On 6 February 2018, it was confirmed that Jones was to leave the role of Sandy on 19 February 2018. Jones played Sandy for the last 13 years, and his decision to quit was down to Middleton's (Ashley Thomas) leaving in 2017. He was offered an extension on his contract but declined as he felt it was the right time to leave. On 28 January 2020, it was announced Sandy would die off-screen in early February, after Freddie Jones' death in July 2019.

==Storylines==

Sandy arrives in Emmerdale on his son Ashley Thomas's wedding day to Laurel Potts (Charlotte Bellamy). Ashley and Laurel find him in their bedroom and Ashley introduces him as his father. Ashley and Sandy were estranged, due to Sandy helping Ashley's and Luke's mother and his wife Dorothy, who had a terminal cancer illness, end her life in 1982. However, Ashley's new wife and Sandy's daughter-in law Laurel and Sandy's granddaughters, Jasmine Thomas (Jenna-Louise Coleman) and Gabby Thomas (Annelise Manojlovic), are pleased to have him around. Sandy makes friends with Daz Eden (Luke Tittensor), Len Reynolds (Peter Martin), and Shadrach Dingle (Andy Devine), but makes an enemy of Edna Birch (Shirley Stelfox). He was wrongfully accused of kidnapping Belle Dingle (Eden Taylor-Draper) after she goes missing.

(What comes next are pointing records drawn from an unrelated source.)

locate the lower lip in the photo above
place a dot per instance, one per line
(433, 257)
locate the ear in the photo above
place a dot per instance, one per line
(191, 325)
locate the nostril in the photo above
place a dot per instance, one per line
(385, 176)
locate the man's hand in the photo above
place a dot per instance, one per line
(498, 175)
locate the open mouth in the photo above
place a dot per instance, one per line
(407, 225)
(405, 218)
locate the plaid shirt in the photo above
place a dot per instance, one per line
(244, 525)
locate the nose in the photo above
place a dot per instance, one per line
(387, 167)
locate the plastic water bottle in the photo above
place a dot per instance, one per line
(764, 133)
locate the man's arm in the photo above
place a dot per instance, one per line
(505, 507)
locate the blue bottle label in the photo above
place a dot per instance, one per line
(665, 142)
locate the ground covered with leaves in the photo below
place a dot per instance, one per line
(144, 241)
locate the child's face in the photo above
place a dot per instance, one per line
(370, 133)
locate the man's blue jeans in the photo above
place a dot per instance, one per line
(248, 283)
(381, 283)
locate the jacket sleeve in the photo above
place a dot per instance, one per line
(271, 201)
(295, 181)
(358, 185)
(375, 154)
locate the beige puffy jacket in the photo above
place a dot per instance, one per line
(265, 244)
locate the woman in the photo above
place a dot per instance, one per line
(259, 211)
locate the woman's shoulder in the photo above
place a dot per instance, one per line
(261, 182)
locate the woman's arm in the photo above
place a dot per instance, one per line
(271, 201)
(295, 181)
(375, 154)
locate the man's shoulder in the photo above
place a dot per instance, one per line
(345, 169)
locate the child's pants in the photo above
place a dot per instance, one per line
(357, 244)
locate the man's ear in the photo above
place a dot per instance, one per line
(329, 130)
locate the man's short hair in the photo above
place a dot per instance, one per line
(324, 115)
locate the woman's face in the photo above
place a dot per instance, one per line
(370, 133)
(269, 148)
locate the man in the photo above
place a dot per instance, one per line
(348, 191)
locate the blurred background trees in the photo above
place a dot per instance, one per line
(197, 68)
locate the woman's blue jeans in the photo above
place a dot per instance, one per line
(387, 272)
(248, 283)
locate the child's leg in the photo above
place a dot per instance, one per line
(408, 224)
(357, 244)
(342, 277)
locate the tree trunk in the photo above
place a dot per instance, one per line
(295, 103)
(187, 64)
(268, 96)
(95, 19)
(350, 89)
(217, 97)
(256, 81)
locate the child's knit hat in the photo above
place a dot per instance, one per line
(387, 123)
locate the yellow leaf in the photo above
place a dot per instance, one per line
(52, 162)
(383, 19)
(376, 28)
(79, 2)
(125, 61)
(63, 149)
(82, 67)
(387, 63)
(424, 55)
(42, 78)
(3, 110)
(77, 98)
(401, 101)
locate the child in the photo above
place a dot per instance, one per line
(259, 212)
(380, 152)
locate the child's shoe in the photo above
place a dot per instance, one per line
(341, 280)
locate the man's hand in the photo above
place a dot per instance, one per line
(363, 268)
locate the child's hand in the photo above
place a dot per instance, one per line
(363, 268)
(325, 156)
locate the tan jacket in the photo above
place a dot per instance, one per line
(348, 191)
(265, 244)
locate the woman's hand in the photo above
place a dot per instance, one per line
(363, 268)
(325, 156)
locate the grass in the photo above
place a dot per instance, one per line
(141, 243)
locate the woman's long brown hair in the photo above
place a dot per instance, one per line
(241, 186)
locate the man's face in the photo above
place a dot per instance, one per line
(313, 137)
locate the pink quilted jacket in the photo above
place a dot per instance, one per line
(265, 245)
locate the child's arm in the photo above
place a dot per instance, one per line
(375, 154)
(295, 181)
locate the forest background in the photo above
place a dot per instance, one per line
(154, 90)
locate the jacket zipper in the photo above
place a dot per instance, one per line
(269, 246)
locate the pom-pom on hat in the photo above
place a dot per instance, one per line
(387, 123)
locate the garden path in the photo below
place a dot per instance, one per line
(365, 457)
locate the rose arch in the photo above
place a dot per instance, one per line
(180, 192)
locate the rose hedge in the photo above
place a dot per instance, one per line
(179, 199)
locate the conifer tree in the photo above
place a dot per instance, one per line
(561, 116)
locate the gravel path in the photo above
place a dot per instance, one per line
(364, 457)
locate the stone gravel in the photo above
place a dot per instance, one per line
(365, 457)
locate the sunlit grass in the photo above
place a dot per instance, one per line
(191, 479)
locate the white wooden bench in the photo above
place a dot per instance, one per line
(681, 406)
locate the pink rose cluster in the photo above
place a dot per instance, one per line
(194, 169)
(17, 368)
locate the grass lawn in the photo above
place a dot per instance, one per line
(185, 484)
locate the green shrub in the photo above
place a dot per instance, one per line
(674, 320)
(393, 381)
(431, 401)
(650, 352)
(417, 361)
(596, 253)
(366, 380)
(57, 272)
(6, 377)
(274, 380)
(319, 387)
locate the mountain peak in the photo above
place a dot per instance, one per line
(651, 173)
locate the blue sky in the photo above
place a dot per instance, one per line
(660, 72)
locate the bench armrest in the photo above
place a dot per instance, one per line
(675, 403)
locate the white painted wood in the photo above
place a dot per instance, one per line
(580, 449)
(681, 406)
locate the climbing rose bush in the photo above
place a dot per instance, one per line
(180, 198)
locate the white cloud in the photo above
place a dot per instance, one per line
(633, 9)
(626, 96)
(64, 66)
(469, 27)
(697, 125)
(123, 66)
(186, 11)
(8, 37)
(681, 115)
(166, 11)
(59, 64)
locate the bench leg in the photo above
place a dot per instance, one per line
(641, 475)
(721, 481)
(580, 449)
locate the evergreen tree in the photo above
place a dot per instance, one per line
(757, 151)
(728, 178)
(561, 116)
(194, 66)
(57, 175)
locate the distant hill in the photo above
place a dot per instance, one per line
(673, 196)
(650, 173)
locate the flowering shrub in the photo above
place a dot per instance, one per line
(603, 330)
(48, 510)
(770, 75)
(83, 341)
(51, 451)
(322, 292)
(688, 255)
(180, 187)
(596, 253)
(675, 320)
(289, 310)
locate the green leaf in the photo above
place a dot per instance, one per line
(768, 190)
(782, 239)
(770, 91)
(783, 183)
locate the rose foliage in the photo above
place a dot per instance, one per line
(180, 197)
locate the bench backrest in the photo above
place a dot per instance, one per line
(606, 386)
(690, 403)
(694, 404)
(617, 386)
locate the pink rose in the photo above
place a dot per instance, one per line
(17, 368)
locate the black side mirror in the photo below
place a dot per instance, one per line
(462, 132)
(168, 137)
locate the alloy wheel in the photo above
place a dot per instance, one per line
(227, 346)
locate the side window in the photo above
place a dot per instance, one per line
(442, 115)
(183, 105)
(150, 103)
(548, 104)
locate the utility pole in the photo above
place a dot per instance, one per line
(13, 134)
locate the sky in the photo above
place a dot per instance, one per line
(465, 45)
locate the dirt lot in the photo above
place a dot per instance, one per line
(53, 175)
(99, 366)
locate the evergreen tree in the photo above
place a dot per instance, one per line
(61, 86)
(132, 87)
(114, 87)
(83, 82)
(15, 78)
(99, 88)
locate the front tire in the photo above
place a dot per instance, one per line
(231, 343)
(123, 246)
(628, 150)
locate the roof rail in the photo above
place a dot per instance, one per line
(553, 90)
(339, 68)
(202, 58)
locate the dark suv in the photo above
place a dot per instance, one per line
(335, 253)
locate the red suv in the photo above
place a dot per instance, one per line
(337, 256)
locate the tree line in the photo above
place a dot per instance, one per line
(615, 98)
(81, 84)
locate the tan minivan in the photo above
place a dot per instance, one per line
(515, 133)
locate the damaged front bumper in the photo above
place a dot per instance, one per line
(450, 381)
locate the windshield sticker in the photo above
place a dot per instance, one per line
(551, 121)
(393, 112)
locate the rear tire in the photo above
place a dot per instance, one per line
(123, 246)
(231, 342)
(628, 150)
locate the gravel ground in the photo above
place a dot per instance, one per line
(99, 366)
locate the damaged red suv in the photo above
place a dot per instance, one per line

After falling out with his son, Sandy also made friends with Alan Turner (Richard Thorp) and Betty Eagleton (Paula Tilbrook). Father and son reconcile, but Sandy stays with Alan and Betty. Sandy leaves Emmerdale for a while in March 2008 to visit his son, Jasmine's father, Karen's husband, and Ashley's brother Luke in India, but he returns to the village in February 2009 and reveals that Jasmine had visited him when she left Emmerdale. He and his lady friend helped Jasmine find a flat, but she went on the run again. Jasmine tells Sandy that she killed Shane Doyle (Paul McEwan) after he attacked her, and that Debbie Dingle (Charley Webb) is on remand for his manslaughter. She feels guilty and wants to confess, but Debbie and Sandy insist she go on the run. However, she later goes to Debbie's court hearing and confesses. Jasmine is charged with manslaughter and later sentenced to four years in prison.

Sandy stays at the vicarage, but overcrowding mean he and Laurel's father Douglas Potts (Duncan Preston) have to share a room. Sandy tries blackmailing Nicola King (Nicola Wheeler) to move out, and he and Doug later write her a love letter, apparently from Jimmy (Nick Miles) inviting her to move into Mill Cottage. She accepts, easing the overcrowding, but Ashley throws Sandy out after his preoccupation with Jasmine led to Gabby Thomas (Annelise Manojlovic) damaging the computer in Café Hope. Ashley is furious when Gabby says that she thought if she was naughty, she would be sent to prison and could ask the governor to let Jasmine go because it was making her grandfather very sad. Debbie finds Sandy sleeping in her garden shed. Sandy and Ashley reconcile, but Sandy asks Diane Sugden if can move into The Woolpack and she agrees.

Sandy moves back to the vicarage, after Laurel and Ashley's marriage ends for a while, so he can support his son. and Ashley and Laurel reconcile, but Ashley learns she has been having an affair with Marlon Dingle. Laurel chooses to stay with Ashley, but he becomes unhappy and takes his anger out on Sandy. Ashley violently attacks Sandy on numerous occasions, but is soon caught out by Rachel Breckle, Gabby and Laurel, who throws Ashley out. Edna reports him to the police, but Sandy refuses to give a statement. Ashley admits what he has done, leading him and Sandy to rebuild their relationship.

Sandy also befriends teenager Sean Spencer (Luke Roskell), after Betty moves to Australia and Edna dies. Ashley is diagnosed with vascular dementia and later dies at home. Sandy continues to live with Laurel and the family. With his old age and need to see more of the world, Sandy decides to leave the village for Australia. After leaving the village, Sandy bids farewell to his friends and family during a video-call to The Woolpack. A couple of years later, Betty informs Laurel that Sandy has died.